Layer1 Technologies, a Peter Thiel-backed bitcoin mining startup, has started its mining operations, after announcing the move in October last year, at its mining facility in West Texas with aims to lower China’s dominance in Bitcoin mining industry.
The company announced the commence of the mining in a press release published on Wednesday, February 19. According to the press release, the company has brought online multiple 2.5 megawatt (MW) container and deploys the liquid cooling technology to combat high temperatures in the area.

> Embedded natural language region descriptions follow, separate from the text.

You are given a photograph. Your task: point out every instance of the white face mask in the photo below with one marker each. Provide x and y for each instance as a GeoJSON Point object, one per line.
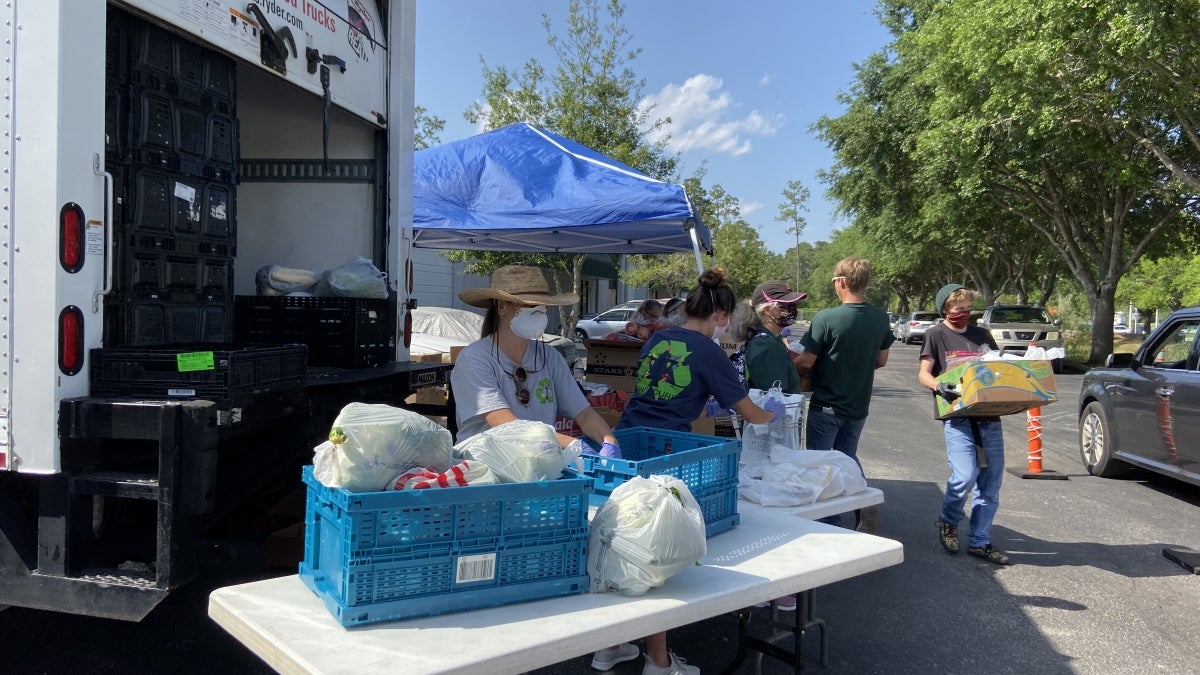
{"type": "Point", "coordinates": [529, 322]}
{"type": "Point", "coordinates": [719, 332]}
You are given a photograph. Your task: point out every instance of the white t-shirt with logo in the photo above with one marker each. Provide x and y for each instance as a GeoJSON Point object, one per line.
{"type": "Point", "coordinates": [483, 383]}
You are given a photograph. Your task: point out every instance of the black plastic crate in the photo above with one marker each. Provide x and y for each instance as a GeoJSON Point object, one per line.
{"type": "Point", "coordinates": [183, 70]}
{"type": "Point", "coordinates": [340, 332]}
{"type": "Point", "coordinates": [167, 203]}
{"type": "Point", "coordinates": [169, 132]}
{"type": "Point", "coordinates": [159, 317]}
{"type": "Point", "coordinates": [223, 371]}
{"type": "Point", "coordinates": [144, 269]}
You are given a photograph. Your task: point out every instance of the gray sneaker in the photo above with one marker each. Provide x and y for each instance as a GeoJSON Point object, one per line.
{"type": "Point", "coordinates": [678, 667]}
{"type": "Point", "coordinates": [605, 659]}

Layer1 Technologies did not reveal the exact mining capacity of its facility but shows plans to upgrade to 100 megawatts in the coming months and exceed 2% of the total Bitcoin hashrate, with a roadmap to reach 30% by the end of 2021.

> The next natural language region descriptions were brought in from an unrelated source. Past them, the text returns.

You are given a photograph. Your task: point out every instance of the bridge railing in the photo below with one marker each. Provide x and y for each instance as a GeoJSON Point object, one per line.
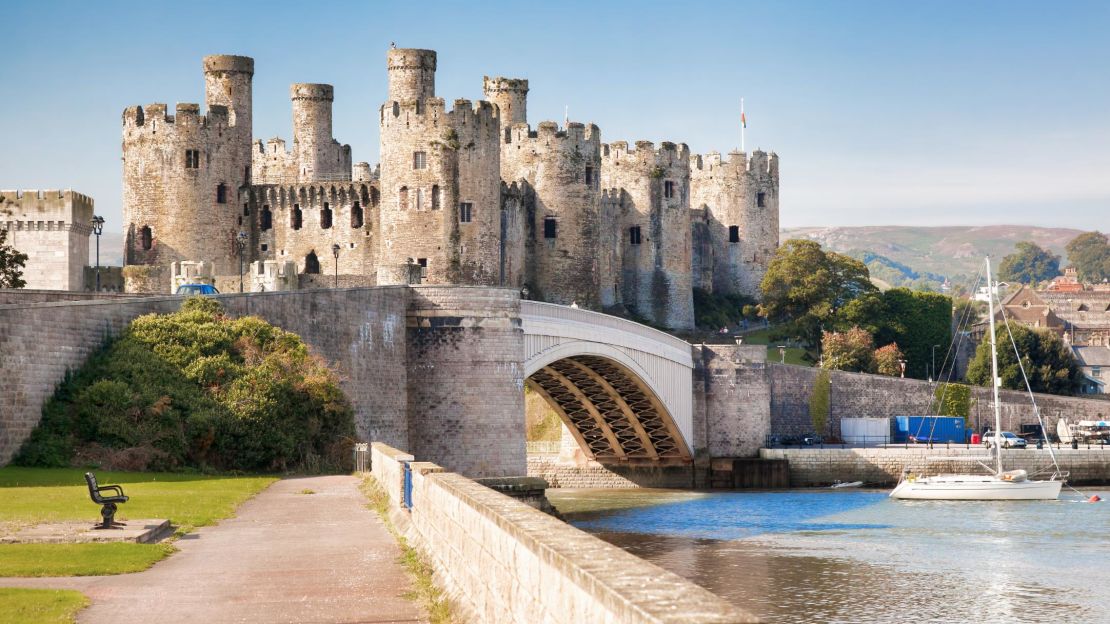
{"type": "Point", "coordinates": [536, 309]}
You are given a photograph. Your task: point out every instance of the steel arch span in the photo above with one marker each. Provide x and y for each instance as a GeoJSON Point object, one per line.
{"type": "Point", "coordinates": [623, 389]}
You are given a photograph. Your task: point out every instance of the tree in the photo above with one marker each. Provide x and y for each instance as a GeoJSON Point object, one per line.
{"type": "Point", "coordinates": [1046, 358]}
{"type": "Point", "coordinates": [805, 287]}
{"type": "Point", "coordinates": [848, 351]}
{"type": "Point", "coordinates": [819, 401]}
{"type": "Point", "coordinates": [1090, 254]}
{"type": "Point", "coordinates": [11, 264]}
{"type": "Point", "coordinates": [887, 360]}
{"type": "Point", "coordinates": [1029, 264]}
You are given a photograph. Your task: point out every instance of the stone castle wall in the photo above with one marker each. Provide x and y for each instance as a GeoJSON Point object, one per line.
{"type": "Point", "coordinates": [563, 169]}
{"type": "Point", "coordinates": [52, 228]}
{"type": "Point", "coordinates": [740, 192]}
{"type": "Point", "coordinates": [657, 265]}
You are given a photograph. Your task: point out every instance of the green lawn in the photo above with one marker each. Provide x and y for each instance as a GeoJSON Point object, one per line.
{"type": "Point", "coordinates": [34, 495]}
{"type": "Point", "coordinates": [794, 354]}
{"type": "Point", "coordinates": [40, 606]}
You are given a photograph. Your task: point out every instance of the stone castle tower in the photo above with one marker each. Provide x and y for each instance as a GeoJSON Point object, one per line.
{"type": "Point", "coordinates": [466, 195]}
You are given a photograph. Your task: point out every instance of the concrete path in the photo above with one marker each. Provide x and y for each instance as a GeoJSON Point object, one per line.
{"type": "Point", "coordinates": [286, 556]}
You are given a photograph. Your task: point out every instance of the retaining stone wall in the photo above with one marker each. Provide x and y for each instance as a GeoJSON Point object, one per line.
{"type": "Point", "coordinates": [503, 561]}
{"type": "Point", "coordinates": [884, 466]}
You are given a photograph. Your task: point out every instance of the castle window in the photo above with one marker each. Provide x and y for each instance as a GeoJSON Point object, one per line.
{"type": "Point", "coordinates": [356, 215]}
{"type": "Point", "coordinates": [312, 263]}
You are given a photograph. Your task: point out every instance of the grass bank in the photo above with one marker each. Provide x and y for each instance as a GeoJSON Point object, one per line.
{"type": "Point", "coordinates": [36, 495]}
{"type": "Point", "coordinates": [40, 606]}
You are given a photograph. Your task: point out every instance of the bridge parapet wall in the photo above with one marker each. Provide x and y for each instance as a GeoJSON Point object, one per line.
{"type": "Point", "coordinates": [504, 561]}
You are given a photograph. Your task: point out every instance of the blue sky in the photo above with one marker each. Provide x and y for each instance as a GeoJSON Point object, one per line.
{"type": "Point", "coordinates": [940, 112]}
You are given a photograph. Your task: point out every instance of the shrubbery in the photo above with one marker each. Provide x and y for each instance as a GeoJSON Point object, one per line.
{"type": "Point", "coordinates": [197, 389]}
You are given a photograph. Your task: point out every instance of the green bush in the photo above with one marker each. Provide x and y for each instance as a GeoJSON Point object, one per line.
{"type": "Point", "coordinates": [199, 390]}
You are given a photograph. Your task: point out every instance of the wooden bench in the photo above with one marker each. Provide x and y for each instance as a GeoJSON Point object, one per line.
{"type": "Point", "coordinates": [108, 509]}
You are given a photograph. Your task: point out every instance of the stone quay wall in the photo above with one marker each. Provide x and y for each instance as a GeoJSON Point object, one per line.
{"type": "Point", "coordinates": [858, 394]}
{"type": "Point", "coordinates": [503, 561]}
{"type": "Point", "coordinates": [883, 466]}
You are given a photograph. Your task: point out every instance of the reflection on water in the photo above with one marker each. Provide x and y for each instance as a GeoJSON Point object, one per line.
{"type": "Point", "coordinates": [860, 556]}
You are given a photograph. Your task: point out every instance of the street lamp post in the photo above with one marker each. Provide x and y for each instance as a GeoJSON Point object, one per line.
{"type": "Point", "coordinates": [335, 252]}
{"type": "Point", "coordinates": [935, 375]}
{"type": "Point", "coordinates": [241, 245]}
{"type": "Point", "coordinates": [98, 228]}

According to the company, it is on track to “deliver on its mission to pioneer Bitcoin mining’s use of renewable energy and be the first to enhance Bitcoin’s decentralization.”
The company has developed its own ASICs chips and liquid cooling technology and also running its own electricity substations in Texas. Alexander Liegl, co-founder and CEO of Layer1 Technologies, commented:
“We are already delivering on our vision of making Layer1 the world leader in vertically integrated, sustainable Bitcoin mining. Our factory in West Texas is a game changer in Bitcoin mining. The facility uses custom ASIC chips and patent-pending liquid cooling technology, that enables us to unlock warmer climates – where others cannot – and benefit from the world’s largest supply of low-cost, sustainable local energy.”
The company further said that it geared to lower the China’s dominance in Bitcoin mining industry where 60% or more of Bitcoin mining operations are located. Whereas, US contributes to only 5% of hashrate and almost no mining hardware.
The CEO of the company added:
“We have a long-term vision for Bitcoin mining, building a multi-generational business that is already profitable in the short-run and growth-focused in the long-run to be the biggest player in the space. From hardware to energy, we’ve redesigned Bitcoin mining from first principles to control every profit and cost lever across our technology stack. Far too many mining operations still work from a playbook stuck in 2017; the halving will be a death knell for many of them.”
Chinese miners have the benefit of low electricity costs, and mining is more profitable for them. Some of them even install their hardware in other countries with cheap electricity like Iran.
Lots of criticism has raised about bitcoin because of China’s dominance in the mining industry
Larye1 Technologies, originally based in San Francisco, raised $50 million from PayPal co-founder Peter Thiel, Shasta Ventures, and other cryptocurrency industry leaders to bring wind-powered Bitcoin mining rigs in the US. The company has overall raised $200 million.